En réponse aux résultats effarants d’une enquête réalisée par Krista De Groot, une biologiste du Service canadien de la faune chez Environnement et Changement climatique Canada, l’Université de la Colombie-Britannique a de son côté établi que tout nouveau bâtiment comportant des panneaux de verre devait prévoir des dispositifs pour prévenir les collisions avec les oiseaux. En effet, l’étude a révélé que, sur une période de 225 jours, 152 oiseaux ont péri après avoir heurté un des huit bâtiments du campus sélectionnés aléatoirement. Étant donné que le campus de Vancouver compte 224 bâtiments similaires, le taux annuel de mortalité des oiseaux pourrait en réalité s’élever jusqu’à 10 000.
Selon le plan d’action pour des bâtiments durables adopté par l’établissement en 2018, chaque nouveau bâtiment se doit d’être pensé pour la sécurité des oiseaux. La politique est entrée en vigueur en 2020 pour les nouveaux bâtiments universitaires et administratifs, et s’appliquera aussi à toutes les nouvelles constructions résidentielles d’ici 2025.
« L’Université de la Colombie-Britannique collabore également avec des partenaires internes et externes par l’entremise du programme de développement durable SEEDS, qui consiste à surveiller les collisions d’oiseaux sur le campus.
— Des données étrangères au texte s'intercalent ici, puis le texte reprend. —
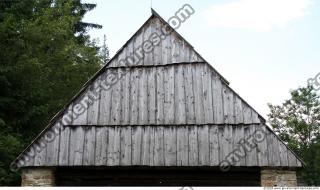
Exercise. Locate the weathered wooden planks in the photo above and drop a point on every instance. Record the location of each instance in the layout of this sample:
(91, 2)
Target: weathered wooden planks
(176, 94)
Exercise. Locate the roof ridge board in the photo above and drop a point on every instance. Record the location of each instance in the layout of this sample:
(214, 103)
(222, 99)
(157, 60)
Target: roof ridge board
(163, 125)
(179, 35)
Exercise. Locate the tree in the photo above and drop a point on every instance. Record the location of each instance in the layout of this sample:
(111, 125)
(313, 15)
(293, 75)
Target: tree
(105, 54)
(45, 58)
(297, 122)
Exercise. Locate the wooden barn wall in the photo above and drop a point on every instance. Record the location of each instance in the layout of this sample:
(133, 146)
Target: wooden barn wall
(175, 94)
(171, 49)
(183, 145)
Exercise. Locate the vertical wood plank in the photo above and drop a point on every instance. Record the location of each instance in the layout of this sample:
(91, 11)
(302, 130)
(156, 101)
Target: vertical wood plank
(80, 109)
(214, 145)
(207, 95)
(198, 93)
(134, 97)
(182, 146)
(228, 110)
(175, 54)
(76, 146)
(116, 100)
(101, 146)
(53, 137)
(89, 146)
(157, 51)
(145, 150)
(64, 143)
(152, 95)
(263, 148)
(180, 102)
(247, 117)
(160, 96)
(152, 146)
(125, 95)
(143, 97)
(159, 146)
(166, 49)
(139, 55)
(170, 146)
(217, 99)
(106, 99)
(225, 143)
(93, 109)
(136, 145)
(113, 154)
(251, 157)
(126, 146)
(188, 78)
(40, 153)
(271, 157)
(169, 106)
(239, 147)
(238, 109)
(148, 55)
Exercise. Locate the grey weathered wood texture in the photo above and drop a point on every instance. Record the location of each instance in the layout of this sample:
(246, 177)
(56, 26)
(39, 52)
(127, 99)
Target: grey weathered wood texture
(183, 145)
(169, 108)
(172, 94)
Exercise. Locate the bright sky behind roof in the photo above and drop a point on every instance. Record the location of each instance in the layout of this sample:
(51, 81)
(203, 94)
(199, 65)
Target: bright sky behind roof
(264, 48)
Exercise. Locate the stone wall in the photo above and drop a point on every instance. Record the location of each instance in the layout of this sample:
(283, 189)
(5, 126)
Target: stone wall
(278, 178)
(37, 177)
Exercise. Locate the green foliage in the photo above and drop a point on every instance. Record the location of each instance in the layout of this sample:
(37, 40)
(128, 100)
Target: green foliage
(45, 57)
(297, 122)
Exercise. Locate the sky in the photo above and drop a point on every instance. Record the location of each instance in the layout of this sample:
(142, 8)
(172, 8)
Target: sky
(264, 48)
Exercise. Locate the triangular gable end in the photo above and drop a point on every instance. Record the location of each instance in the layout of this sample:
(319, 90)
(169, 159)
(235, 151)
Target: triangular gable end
(174, 52)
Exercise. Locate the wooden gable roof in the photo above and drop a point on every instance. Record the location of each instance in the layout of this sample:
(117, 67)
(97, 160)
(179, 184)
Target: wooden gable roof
(168, 107)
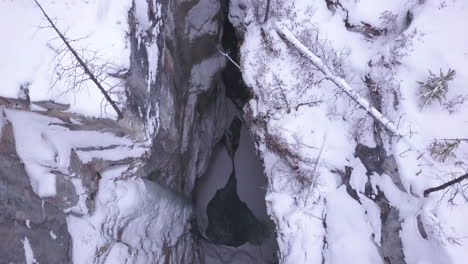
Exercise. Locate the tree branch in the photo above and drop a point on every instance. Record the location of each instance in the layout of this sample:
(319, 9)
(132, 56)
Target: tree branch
(445, 185)
(81, 62)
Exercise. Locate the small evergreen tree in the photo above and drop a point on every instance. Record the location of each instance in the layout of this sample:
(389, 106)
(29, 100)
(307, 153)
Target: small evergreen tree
(435, 87)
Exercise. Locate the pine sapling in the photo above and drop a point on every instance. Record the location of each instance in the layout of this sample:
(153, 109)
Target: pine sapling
(435, 87)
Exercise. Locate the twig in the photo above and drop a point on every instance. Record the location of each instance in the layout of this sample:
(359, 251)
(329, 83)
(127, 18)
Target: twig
(92, 77)
(445, 185)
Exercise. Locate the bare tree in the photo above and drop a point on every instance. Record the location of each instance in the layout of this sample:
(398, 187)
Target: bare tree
(365, 104)
(97, 73)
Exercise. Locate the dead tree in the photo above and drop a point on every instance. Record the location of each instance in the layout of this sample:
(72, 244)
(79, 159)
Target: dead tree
(91, 75)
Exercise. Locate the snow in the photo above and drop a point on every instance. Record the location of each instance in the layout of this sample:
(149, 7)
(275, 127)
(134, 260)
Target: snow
(133, 222)
(28, 252)
(45, 144)
(355, 228)
(396, 61)
(27, 57)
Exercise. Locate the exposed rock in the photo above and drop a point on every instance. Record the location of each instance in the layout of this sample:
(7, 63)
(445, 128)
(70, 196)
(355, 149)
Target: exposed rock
(25, 215)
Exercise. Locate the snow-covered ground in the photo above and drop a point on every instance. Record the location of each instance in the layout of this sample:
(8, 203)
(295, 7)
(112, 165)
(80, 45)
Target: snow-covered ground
(307, 127)
(29, 45)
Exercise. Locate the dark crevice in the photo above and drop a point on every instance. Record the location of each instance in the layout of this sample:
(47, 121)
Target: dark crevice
(229, 197)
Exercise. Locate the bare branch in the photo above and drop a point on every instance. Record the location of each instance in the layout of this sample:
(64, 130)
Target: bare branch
(84, 66)
(445, 185)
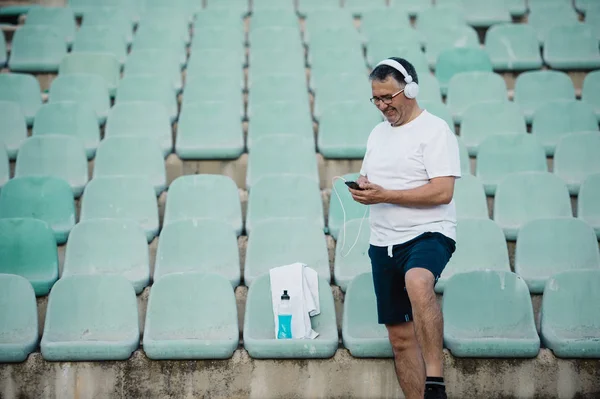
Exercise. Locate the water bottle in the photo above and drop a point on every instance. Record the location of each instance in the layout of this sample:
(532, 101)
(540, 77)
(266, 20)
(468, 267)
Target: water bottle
(285, 317)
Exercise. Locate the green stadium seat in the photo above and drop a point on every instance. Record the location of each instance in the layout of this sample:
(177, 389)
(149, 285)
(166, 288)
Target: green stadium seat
(503, 154)
(36, 49)
(362, 335)
(91, 318)
(457, 60)
(480, 245)
(590, 93)
(104, 65)
(526, 196)
(48, 199)
(470, 88)
(282, 117)
(588, 202)
(470, 198)
(188, 200)
(485, 119)
(70, 119)
(572, 47)
(22, 89)
(141, 119)
(60, 18)
(553, 120)
(28, 249)
(18, 312)
(83, 88)
(13, 129)
(179, 325)
(501, 325)
(259, 326)
(282, 155)
(206, 130)
(207, 246)
(131, 156)
(576, 157)
(109, 246)
(344, 128)
(101, 39)
(284, 197)
(446, 37)
(546, 247)
(122, 198)
(54, 155)
(535, 88)
(569, 322)
(513, 47)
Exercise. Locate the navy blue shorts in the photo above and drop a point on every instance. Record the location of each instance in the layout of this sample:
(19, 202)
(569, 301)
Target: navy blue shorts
(430, 251)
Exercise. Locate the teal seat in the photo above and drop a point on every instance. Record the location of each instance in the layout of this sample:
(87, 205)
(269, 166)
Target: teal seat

Ainsi, on peut découvrir les bâtiments les plus problématiques et les mettre progressivement à niveau », explique Penny Martyn, gestionnaire des bâtiments durables de l’établissement.
Jusqu’à maintenant, les fenêtres du pavillon du jardin botanique, du bâtiment Buchanan et du Centre Beaty pour la biodiversité ont été modifiées pour assurer la sécurité des oiseaux. Il demeure toutefois complexe pour l’établissement de financer de nouveaux projets de mise à niveau : l’un des sites envisagés, une passerelle suspendue, est composé de 170 panneaux de verre.